全身肿瘤消退的协同疗法：放射治疗和 CAR-T。

胰腺导管腺癌（PDAC）是预后最差的消化道恶性肿瘤之一。CLDN18.2 CAR-T 疗法最近在 PDAC 中显示出良好的临床效果。放疗作为一种传统治疗方法，可诱导全身免疫激活和腹水效应。然而，二者联合治疗 PDAC 的协同效应和机制仍不甚明了。在这项研究中，我们开发了一种CLDN18.2特异性CAR-T，并将其应用于单侧和双侧小鼠肿瘤模型。结果表明，这种协同疗法不仅提高了单侧肿瘤小鼠的杀瘤效果，还诱导了双侧肿瘤模型中局部和远处肿瘤的消退。从机理上讲，早期辐射诱导的细胞凋亡促进了 CD8 + T 细胞的增殖，而局部和远处肿瘤部位趋化因子 CCL2 水平的升高促进了 CAR-T 和内源性 T 细胞的浸润，从而导致全身性肿瘤抑制。这项研究提出了将放疗与CAR-T疗法相结合治疗转移性胰腺癌的可行方法，阐明了CAR-T细胞增强放疗效果的体内机制，为抗击转移性胰腺癌提供了一种新策略。

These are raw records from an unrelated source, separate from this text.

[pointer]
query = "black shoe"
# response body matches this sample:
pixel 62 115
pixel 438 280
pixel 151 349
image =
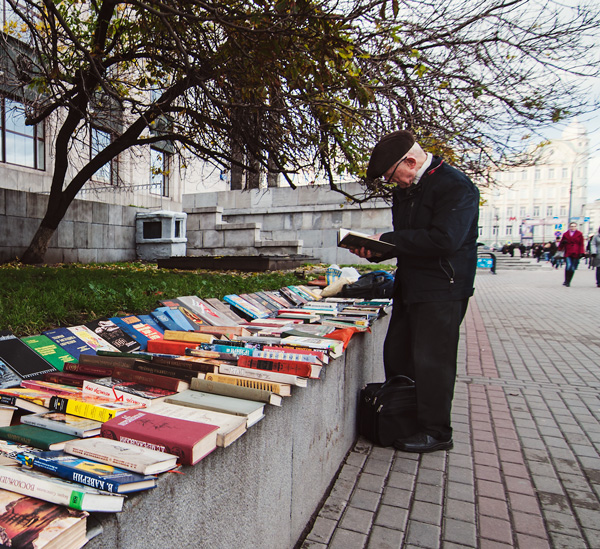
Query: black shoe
pixel 422 443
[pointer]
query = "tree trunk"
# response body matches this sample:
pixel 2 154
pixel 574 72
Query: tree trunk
pixel 38 246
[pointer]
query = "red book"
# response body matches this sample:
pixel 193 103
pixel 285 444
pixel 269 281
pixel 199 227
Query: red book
pixel 190 441
pixel 154 380
pixel 166 347
pixel 294 367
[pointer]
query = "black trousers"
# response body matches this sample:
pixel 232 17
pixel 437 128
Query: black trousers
pixel 422 343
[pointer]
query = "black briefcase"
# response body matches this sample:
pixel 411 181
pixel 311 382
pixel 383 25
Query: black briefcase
pixel 388 411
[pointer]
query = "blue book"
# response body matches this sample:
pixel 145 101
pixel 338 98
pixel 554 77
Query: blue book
pixel 151 321
pixel 88 472
pixel 71 343
pixel 165 321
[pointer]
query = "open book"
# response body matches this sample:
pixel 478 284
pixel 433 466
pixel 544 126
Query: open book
pixel 353 239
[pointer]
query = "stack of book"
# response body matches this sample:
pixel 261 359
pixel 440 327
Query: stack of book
pixel 91 413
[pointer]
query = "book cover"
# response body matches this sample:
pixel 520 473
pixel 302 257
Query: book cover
pixel 49 350
pixel 130 457
pixel 20 358
pixel 294 367
pixel 109 331
pixel 179 317
pixel 263 375
pixel 64 423
pixel 282 389
pixel 189 337
pixel 208 314
pixel 164 320
pixel 151 379
pixel 246 309
pixel 137 329
pixel 253 411
pixel 42 486
pixel 223 309
pixel 51 388
pixel 38 437
pixel 354 239
pixel 32 400
pixel 27 522
pixel 151 321
pixel 230 427
pixel 95 409
pixel 69 342
pixel 68 378
pixel 8 377
pixel 93 341
pixel 190 441
pixel 127 392
pixel 90 473
pixel 235 391
pixel 162 346
pixel 190 316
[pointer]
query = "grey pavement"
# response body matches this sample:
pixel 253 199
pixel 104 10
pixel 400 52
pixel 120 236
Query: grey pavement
pixel 525 468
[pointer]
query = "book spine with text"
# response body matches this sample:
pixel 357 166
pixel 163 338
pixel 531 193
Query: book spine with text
pixel 271 386
pixel 303 369
pixel 263 375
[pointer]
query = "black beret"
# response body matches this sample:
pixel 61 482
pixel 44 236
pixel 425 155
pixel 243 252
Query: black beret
pixel 390 148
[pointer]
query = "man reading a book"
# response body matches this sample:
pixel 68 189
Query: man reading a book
pixel 435 210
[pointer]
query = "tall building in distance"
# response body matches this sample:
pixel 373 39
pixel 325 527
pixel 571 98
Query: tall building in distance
pixel 536 203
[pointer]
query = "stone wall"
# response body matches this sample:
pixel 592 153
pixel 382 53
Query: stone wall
pixel 90 232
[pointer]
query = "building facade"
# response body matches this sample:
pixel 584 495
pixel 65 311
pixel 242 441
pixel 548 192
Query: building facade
pixel 535 204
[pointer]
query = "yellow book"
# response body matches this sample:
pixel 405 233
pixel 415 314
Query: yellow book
pixel 282 389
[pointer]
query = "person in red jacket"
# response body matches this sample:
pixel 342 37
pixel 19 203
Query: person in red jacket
pixel 572 244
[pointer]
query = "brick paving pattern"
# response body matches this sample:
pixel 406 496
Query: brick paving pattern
pixel 525 468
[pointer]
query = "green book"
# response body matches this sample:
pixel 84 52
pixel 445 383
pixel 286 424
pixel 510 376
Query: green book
pixel 38 437
pixel 49 350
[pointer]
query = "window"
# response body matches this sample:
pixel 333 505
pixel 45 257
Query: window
pixel 159 172
pixel 21 145
pixel 99 140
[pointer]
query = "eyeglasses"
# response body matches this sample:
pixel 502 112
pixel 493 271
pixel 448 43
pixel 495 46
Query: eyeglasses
pixel 387 179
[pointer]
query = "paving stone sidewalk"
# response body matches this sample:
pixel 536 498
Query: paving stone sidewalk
pixel 525 468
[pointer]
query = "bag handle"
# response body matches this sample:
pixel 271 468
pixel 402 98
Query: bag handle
pixel 396 380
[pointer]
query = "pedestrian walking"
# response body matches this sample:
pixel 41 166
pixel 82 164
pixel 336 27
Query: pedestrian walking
pixel 572 244
pixel 595 255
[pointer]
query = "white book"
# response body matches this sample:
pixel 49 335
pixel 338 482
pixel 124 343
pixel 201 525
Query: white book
pixel 64 423
pixel 55 490
pixel 121 454
pixel 263 375
pixel 230 427
pixel 252 410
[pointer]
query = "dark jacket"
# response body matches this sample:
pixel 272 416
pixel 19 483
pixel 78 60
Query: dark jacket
pixel 435 234
pixel 572 244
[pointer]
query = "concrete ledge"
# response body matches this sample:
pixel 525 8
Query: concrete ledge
pixel 263 489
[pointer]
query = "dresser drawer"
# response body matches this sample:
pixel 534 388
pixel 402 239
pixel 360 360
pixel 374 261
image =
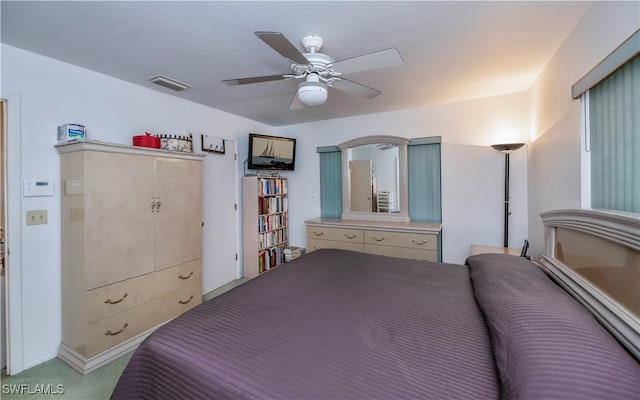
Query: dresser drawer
pixel 401 239
pixel 109 332
pixel 315 244
pixel 335 234
pixel 113 299
pixel 402 252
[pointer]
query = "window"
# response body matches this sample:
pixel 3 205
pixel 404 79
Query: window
pixel 611 95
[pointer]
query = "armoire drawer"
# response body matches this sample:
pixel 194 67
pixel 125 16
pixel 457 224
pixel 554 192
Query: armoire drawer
pixel 109 332
pixel 316 244
pixel 401 239
pixel 336 234
pixel 115 298
pixel 402 252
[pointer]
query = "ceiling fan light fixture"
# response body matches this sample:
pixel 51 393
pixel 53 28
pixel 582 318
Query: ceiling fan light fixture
pixel 312 93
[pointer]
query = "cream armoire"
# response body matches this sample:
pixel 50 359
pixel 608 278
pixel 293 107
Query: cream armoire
pixel 131 223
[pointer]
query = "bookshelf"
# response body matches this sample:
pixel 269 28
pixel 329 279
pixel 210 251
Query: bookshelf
pixel 265 223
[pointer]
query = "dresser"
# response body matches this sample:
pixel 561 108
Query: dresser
pixel 131 246
pixel 413 240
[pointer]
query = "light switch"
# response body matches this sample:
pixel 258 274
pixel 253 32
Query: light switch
pixel 36 217
pixel 73 187
pixel 36 188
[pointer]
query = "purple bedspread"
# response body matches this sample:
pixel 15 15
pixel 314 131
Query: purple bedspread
pixel 331 325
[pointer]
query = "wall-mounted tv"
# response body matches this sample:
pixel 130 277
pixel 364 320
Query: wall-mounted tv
pixel 271 152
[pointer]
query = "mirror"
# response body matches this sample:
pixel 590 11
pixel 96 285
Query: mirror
pixel 374 178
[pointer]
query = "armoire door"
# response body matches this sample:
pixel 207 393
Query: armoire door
pixel 178 216
pixel 118 219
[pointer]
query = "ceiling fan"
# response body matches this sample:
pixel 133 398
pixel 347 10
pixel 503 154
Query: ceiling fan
pixel 319 71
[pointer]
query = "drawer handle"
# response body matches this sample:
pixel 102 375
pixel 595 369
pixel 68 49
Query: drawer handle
pixel 109 301
pixel 186 277
pixel 109 333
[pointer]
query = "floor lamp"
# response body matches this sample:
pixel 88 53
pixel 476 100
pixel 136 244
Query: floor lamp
pixel 506 149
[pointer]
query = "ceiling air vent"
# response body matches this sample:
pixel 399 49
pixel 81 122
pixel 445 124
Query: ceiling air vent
pixel 170 83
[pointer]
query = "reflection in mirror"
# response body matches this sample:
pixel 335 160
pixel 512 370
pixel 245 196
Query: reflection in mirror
pixel 374 178
pixel 373 174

本文章由计算机程序翻译，如有差异，请以英文原文为准。

求助全文

约1分钟内获得全文去求助

来源期刊

Cell Death Discovery Biochemistry, Genetics and Molecular Biology-Cell Biology

CiteScore

8.30

自引率

1.40%

发文量

468

审稿时长

9 weeks

期刊介绍： Cell Death Discovery is a multidisciplinary, international, online-only, open access journal, dedicated to publishing research at the intersection of medicine with biochemistry, pharmacology, immunology, cell biology and cell death, provided it is scientifically sound. The unrestricted access to research findings in Cell Death Discovery will foster a dynamic and highly productive dialogue between basic scientists and clinicians, as well as researchers in industry with a focus on cancer, neurobiology and inflammation research. As an official journal of the Cell Death Differentiation Association (ADMC), Cell Death Discovery will build upon the success of Cell Death & Differentiation and Cell Death & Disease in publishing important peer-reviewed original research, timely reviews and editorial commentary. Cell Death Discovery is committed to increasing the reproducibility of research. To this end, in conjunction with its sister journals Cell Death & Differentiation and Cell Death & Disease, Cell Death Discovery provides a unique forum for scientists as well as clinicians and members of the pharmaceutical and biotechnical industry. It is committed to the rapid publication of high quality original papers that relate to these subjects, together with topical, usually solicited, reviews, editorial correspondence and occasional commentaries on controversial and scientifically informative issues.